As the pandemic raged and offices shuttered around the world, employers transitioned to telework. However, it soon became painfully clear that defining workplace flexibility as simply “working from home” was a business model that fell short. As home simultaneously became the office, homeschool, daycare, and more—the challenge of “always being on” forced women and military spouses out of the workforce at unprecedented rates.
O’Brien challenges businesses to rethink how they define flexibility.
“FLG’s success is not due solely to the fact that we offer project-based work. We have clear lines of communication and operating procedures, and we’ve put tons of processes in place—so that anytime something has to be done, there’s a clear path to do it. But a flexible business model only works if everybody across the company, from the top to bottom, is invested.”

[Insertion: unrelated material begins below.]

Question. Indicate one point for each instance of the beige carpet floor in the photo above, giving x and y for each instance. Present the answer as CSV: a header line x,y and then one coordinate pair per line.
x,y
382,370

Power of Authentic Communication
O’Brien knows well the struggles of military spouse life, including seven moves in eight years, taking significant pay cuts between moves, and the demands of virtual work while solo parenting with three children at home. “I felt like on any given day, a horse could come parading through, you just didn’t know,” she said.

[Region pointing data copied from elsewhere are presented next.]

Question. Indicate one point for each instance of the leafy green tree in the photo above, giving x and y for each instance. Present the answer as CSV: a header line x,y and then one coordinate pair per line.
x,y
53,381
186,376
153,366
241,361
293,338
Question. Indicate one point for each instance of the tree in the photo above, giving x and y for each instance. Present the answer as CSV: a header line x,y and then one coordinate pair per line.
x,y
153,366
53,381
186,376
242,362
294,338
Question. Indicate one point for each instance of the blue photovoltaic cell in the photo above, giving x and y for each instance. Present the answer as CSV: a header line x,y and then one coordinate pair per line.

To this end, O’Brien urges business leaders to be authentic and share how they are meeting workplace challenges.
“As a company, share your story. Build your brand as a beacon of opportunity, and a warm landing place. I always feel like there isn’t anything we can’t solve, if we’re aware of the issues.”
In fact, FLG recently published a white paper titled “Women in the Workforce: Recommendations for Creating Flexible & Remote Opportunities” that challenges other companies to provide flexible, portable careers to professional women in the military spouse and veteran communities.
Strength in Partnerships, and Community
Throughout her journey, which includes serving as senior director of the US Chamber of Commerce Foundation’s Hiring Our Heroes program, chairwoman for the Small Business Administration’s Advisory Committee on Veterans Business Affairs, and coaching college women’s basketball at West Point—O’Brien has discovered the power of community and the strength in building strategic partnerships with organizations.
Years spent in workforce development and coaching provided the “look behind the curtain” in leveraging strategic networks, team-building insights and the power of investing in people—particularly through apprenticeships, skills-based boot camps, and “Last Mile” trainings.
Those lessons have translated in monumental ways, but perhaps none more relevant than consistently expanding and strengthening partnerships and community. And it’s an approach that gets results: The company boasts an 86% retention rate. Workers who find FLG, stay.
“If we look at our military community and the challenges we have, whether it’s employment or access to childcare, or an opportunity to move jobs around the world, if we dial in on the challenges—and the solutions that we build, these are solutions that can be put into place for Americans at large.”
Perhaps this is the precise secret to rethinking human capital. Unique as our lives are, military families still represent a small part of America at large. When we solve problems for our community, we bridge gaps around the world.
Just ask Elizabeth O’Brien.
“We can’t hire everybody, but we’re going to do our darndest to give it a shot.”